What is ORAL REHYDRATION THERAPY(ORT)?It is the cornerstone of
management of diarrhoea. The term ORT includes
Home made salt sugar solution Home made salt sugar solution.
- Food based solutions: Culturally acceptable fluids in presence of continued feeding
Why use WHO ORS?- Osmolarity is less than or equal to 300 mosm
- Glucose concentration is of 20 gms to achieve optimum sodium and water absorption.
- Sufficient sodium concentration 90 meq/ lit glucose to sodium molar ratio of 1:1
- Potassium concentration of 20 meq/lit
- Citrate concentration of 10 mmol or bicarbonate conc of 30 mmol/lit
How do you give fluid therapy in diarrhoea? PLAN A -
TO PREVENT DEHYDRATION
- Provide normal daily fluid requirements.
- Breast milk or full strength animal or formula milk
- Semisolid food if eaten by child
- Replace ongoing losses
- Home available fluids- plain water,lemon water,curd water,coconut water,rice kanji, dal without salt. These fluids along with food provide ORT.

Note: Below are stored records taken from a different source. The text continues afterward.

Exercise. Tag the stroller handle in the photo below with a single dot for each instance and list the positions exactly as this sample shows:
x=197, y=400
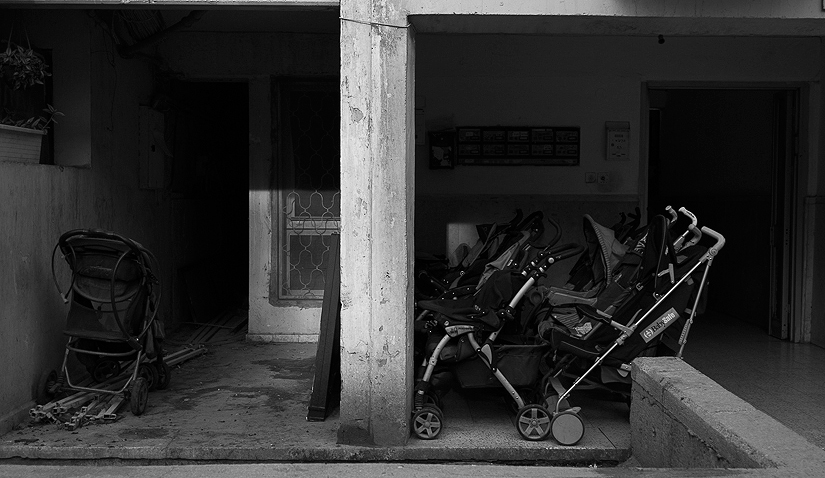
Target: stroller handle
x=566, y=251
x=720, y=240
x=672, y=212
x=693, y=220
x=100, y=233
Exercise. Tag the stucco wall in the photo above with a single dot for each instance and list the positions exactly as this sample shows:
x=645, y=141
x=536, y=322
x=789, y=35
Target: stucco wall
x=540, y=80
x=40, y=202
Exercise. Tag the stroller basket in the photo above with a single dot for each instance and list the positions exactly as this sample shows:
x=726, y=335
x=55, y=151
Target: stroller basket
x=518, y=358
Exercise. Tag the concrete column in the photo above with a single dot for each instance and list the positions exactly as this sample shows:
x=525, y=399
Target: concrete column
x=377, y=196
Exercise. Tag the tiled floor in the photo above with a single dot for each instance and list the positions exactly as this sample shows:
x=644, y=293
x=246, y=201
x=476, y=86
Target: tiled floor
x=782, y=379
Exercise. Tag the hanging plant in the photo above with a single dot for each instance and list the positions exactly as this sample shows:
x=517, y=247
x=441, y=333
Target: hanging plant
x=22, y=67
x=40, y=123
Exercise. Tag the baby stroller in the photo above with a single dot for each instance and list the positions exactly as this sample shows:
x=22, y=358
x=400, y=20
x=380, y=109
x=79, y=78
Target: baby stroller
x=112, y=321
x=664, y=293
x=463, y=340
x=500, y=246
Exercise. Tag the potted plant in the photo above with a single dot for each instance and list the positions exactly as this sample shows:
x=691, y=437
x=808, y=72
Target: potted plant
x=21, y=134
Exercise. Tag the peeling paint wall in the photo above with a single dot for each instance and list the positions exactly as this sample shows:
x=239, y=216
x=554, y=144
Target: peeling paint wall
x=40, y=202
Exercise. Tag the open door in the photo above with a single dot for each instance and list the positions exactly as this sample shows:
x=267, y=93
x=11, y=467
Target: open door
x=729, y=156
x=784, y=161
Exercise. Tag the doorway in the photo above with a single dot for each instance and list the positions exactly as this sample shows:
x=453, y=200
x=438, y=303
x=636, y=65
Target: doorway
x=210, y=187
x=727, y=155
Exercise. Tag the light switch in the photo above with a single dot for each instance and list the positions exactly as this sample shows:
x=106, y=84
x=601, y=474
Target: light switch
x=618, y=140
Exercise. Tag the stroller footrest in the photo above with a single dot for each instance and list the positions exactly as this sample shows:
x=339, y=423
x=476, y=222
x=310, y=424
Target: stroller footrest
x=106, y=336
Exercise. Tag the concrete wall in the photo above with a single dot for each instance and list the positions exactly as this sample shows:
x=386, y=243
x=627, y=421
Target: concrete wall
x=488, y=80
x=681, y=419
x=640, y=8
x=40, y=202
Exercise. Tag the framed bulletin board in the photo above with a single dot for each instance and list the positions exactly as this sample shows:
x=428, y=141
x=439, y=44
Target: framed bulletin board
x=529, y=145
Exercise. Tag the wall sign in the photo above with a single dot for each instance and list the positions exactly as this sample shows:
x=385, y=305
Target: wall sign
x=529, y=145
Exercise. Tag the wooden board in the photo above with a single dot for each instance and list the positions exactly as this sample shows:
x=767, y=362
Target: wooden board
x=326, y=386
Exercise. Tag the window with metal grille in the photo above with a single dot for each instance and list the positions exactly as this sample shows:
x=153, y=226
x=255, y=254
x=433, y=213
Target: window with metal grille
x=309, y=206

- Avoid aerated drinks, tea or plain glucose water without salt as it may cause osmotic diarrhoea.
- Salt Sugar Solution: A finger pinch of salt plus 1 teaspoon of sugar in a glass of water.
- WHO ORS
Less than 24 mths of age:- 50-100 ml per loose stool
2-10 years of age:- 100-200 ml per loose stool
More than 10 years of age:- as much as required
One teaspoon every 1-2 mins for child less than 2 years and frequent sips from cup for older children. If the child vomits, wait for 10 mins and give slowly.
What are the DANGER SIGNS?
- Many water stools
- Repeated vomiting
- Marked thirst
- Eating or drinking poorly
- Fever- high grade
- Blood in the stool
- Drowsy child
- Marked oliguria
REHYDRATION THERAPY IN A CHILD WITH SOME DEHYDRATION
- 75 ml per kg body weight ORS in 1st 4 hrs and then reassess.
- In children less than 6 months, give 100-200 ml water if not breast-fed.
- ORS is effective in 95% cases. ORS may not be effective if there is high rate of purging > 15 ml /kg /hr, persistent vomiting>3/hr, incorrect administration or preparation of ORS, abdominal distension and ileus, altered sensorium
SEVERELY DEHYDRATED CHILDREN
- Ringer lactate or Normal saline given Intravenously 100 ml /kg
|1st 30 ml /kg||over 1 hr in child <12 months|
| ||over 30 mins in child > 12 months|
|2nd 70 ml/ kg||over 5 hrs in child <12mths|
| ||over 2 ½ hrs in child>12mths|
What are the indication for antibiotics?- Malnourished or premature infants
- Gross blood in stool
- Associated non GI infections e.g. pneumonia
Q.What are the choice of antibiotics?
- Ampicillin + Gentamicin in malnourished and prematures.
- Shigella: trimethoprim+sulfa, nalidixic acid, cefatriaxone, ciprofloxacin,
Cholera -trimethoprim+sulfa, chloramphenicol, tetracycline
What should not be used in treatment of acute diarrhoea?Adsorbents-kaolin, pectin
Diphenoxylates + atropine
Combination antibiotics - nalidixic acid+ metronidazole
What is the dietary management in diarrhoea? Children should continue to be fed during acute diarrhoea because feeding is physiologically sound and prevents or minimises the deterioration of nutritional status. In acute diarrhoea, breast-feeding should be continued with ORS uninterrupted even during dehydration. Optimally energy dense foods with the least bulk are recommended for routine feeding and those available in the household should be offered during diarrhoea in small quantities but frequently. Staple foods that do not provide optimal calories per unit weight should be enriched with fats,oil or sugar e.g khichri with oil, rice with milk or curd and sugar,mashed potatoes with oil and lentil. Foods with high fibre content e.g coarse fruits and vegetables to be avoided. In non-breast fed infants, cow or buffalo milk can be given undiluted after correction of dehydration together with semisolid foods. Milk should not be diluted with water. Alternatively milk cereal mixtures can be used.
management Routine lactose free feeding is not required in acute diarrhoea even when reducing substances are detected in the stools. Lactose malabsorption meriting dietary modification is very uncommon in acute diarrhoea. During recovery, an intake of at least 125% of normal should be attempted with energy dense foods till nutritional status is normal as measured for age.